First, usual disclaimer: are you counting every nibble and lick, are you measuring and weighing everything that goes in your mouth? Are there off plan days where you binge and just try not to think about that because it didn't really "count"? (I have done all these things)
Provided you are really eating 1200 a day, I would really, really, really suggest you eat more. At 300ish, 1200 just isn't enough: your stomach may not grumble at you, but that doesn't mean you aren't hungry: are you tired, headachey, irritable, have trouble concentrating, forgetful, or fantasizing about "bad" food?
Put it this way: at 277, unless you are 95 years old and bedriden, you are NOT going to gain weight at 1800. Try it for two weeks. Worse case, everything stays the same as it is now. Best case, your start losing and discover you CAN lose on 1800. You can tweak it back down later when you reach a lower rate (or, keep it there and exercise more, which is more or less what I have done).
I measure my food, but haven't been weighing my chicken breasts and other foods like that, just guessing high. I should probably get a good scale and start weighing so I know I am not counting to high or low.
Based on what has been said I think I will try 1,800 for a couple weeks and see what happens.
Shmead: Are you currently eating 1,800? How many calories were you eating when you first started? Our heights and our beginning weights are very similar so I am curious about what worked for you.

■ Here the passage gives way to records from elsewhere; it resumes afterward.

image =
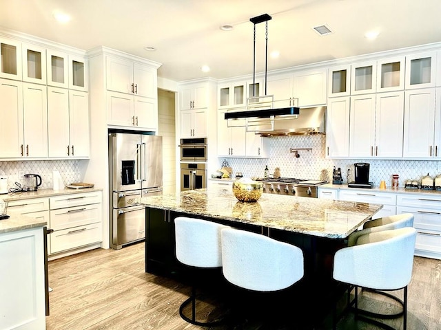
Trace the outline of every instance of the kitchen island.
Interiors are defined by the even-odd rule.
[[[0,329],[45,329],[45,226],[13,213],[0,220]]]
[[[180,278],[185,267],[175,256],[174,219],[194,217],[260,233],[300,248],[305,276],[291,288],[300,305],[313,306],[321,322],[332,305],[334,254],[347,236],[382,205],[263,194],[256,202],[238,201],[231,188],[212,186],[132,201],[146,206],[145,271]],[[296,301],[296,300],[291,300]],[[292,310],[292,309],[291,309]]]

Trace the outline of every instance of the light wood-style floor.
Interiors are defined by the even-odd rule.
[[[48,330],[204,329],[189,324],[179,316],[178,308],[188,296],[189,287],[145,272],[143,243],[119,251],[96,249],[50,261],[49,284],[53,291],[49,296]],[[366,302],[374,311],[393,308],[393,302],[370,296],[363,293],[360,307]],[[402,329],[402,320],[387,322]],[[298,329],[296,320],[292,321],[275,326],[244,319],[212,329]],[[379,329],[355,321],[351,314],[338,326],[340,330]],[[415,257],[409,287],[407,329],[441,330],[441,261]]]

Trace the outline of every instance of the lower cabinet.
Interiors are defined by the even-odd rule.
[[[441,196],[398,195],[397,214],[412,213],[415,255],[441,259]]]

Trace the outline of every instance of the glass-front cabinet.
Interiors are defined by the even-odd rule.
[[[22,45],[23,81],[46,85],[46,49]]]
[[[0,38],[0,78],[21,80],[21,43]]]
[[[328,97],[349,96],[351,81],[351,65],[329,69],[328,72]]]
[[[375,93],[376,62],[367,62],[352,65],[351,68],[351,95]]]
[[[436,52],[406,56],[406,89],[435,87],[435,70]]]
[[[394,91],[404,89],[404,57],[377,61],[377,91]]]

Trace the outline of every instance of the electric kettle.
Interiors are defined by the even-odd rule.
[[[41,177],[38,174],[25,174],[25,186],[28,187],[28,191],[37,191],[41,186]]]
[[[7,194],[8,192],[8,177],[0,175],[0,194]]]

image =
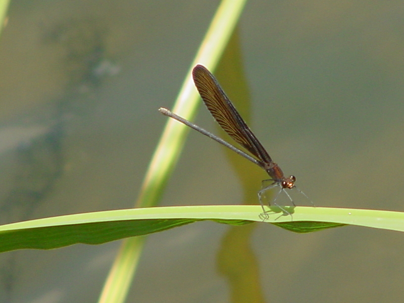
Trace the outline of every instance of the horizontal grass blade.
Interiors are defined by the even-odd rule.
[[[292,231],[310,232],[353,225],[404,231],[404,213],[320,207],[268,209],[270,223]],[[69,215],[0,226],[0,252],[49,249],[77,243],[97,244],[162,231],[202,220],[232,225],[261,222],[260,206],[176,206]]]

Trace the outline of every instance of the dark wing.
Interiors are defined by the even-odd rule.
[[[208,109],[226,132],[237,143],[264,162],[272,161],[268,153],[245,124],[217,80],[206,67],[192,70],[195,85]]]

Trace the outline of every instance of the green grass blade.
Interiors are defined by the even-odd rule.
[[[221,57],[239,18],[246,0],[223,0],[211,23],[197,54],[187,74],[173,111],[191,120],[198,106],[198,96],[191,80],[192,68],[196,63],[213,71]],[[158,109],[156,109],[156,113]],[[163,118],[163,117],[162,117]],[[177,163],[188,130],[185,126],[169,119],[153,155],[143,181],[136,207],[156,205]],[[136,242],[136,243],[135,243]],[[128,239],[110,272],[99,302],[123,302],[138,262],[142,241]],[[130,248],[132,248],[132,249]],[[132,256],[131,256],[132,251]],[[125,254],[123,252],[125,252]],[[122,261],[120,261],[122,258]],[[131,260],[130,262],[128,260]],[[125,263],[125,266],[123,266]]]
[[[270,223],[296,232],[345,225],[404,231],[404,213],[321,207],[268,208]],[[205,220],[239,225],[262,222],[256,205],[176,206],[119,210],[47,218],[0,226],[0,252],[97,244],[142,236]],[[137,241],[142,241],[139,238]],[[130,262],[130,259],[127,260]],[[127,264],[126,264],[127,265]]]

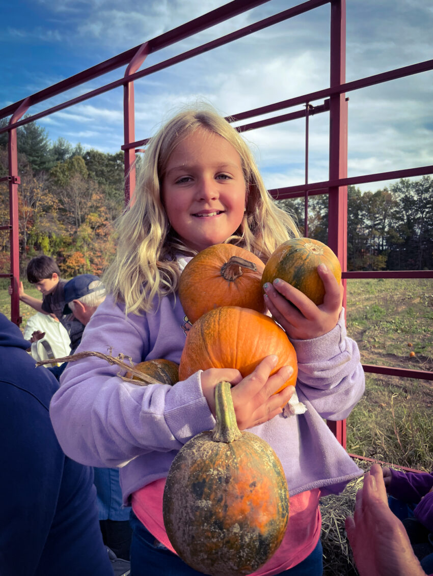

I started at about 2000-2200 last July 2nd with virtually no exercise (like 5 minutes twice a day. Literally all I could do). I gradually cut down food and added more exercise, and by October was eating 1200-1300 a day. This was a mistake. My weight loss slowed, and I started eating more, about 1500--which I DID NOT believe would work, but it did--weight started coming off again, and I resumed the 2 lbs/week I had seen before. As my exercise increased, I gradually upped that--when I added light strength training I became ravenous, and went up to 1800. I am bouncing between 1600-1800 now, but I am exercising a tremendous amount.
But trust me, at our start weight 1800 is fine. It's not indulgent or "wimpy". You are exercising every time you walk across a room.
ETA: Don't "guess high"--people who do that end up eating 800-900 calories a day. Get a scale. I honestly think it's the most important $20 you can spend.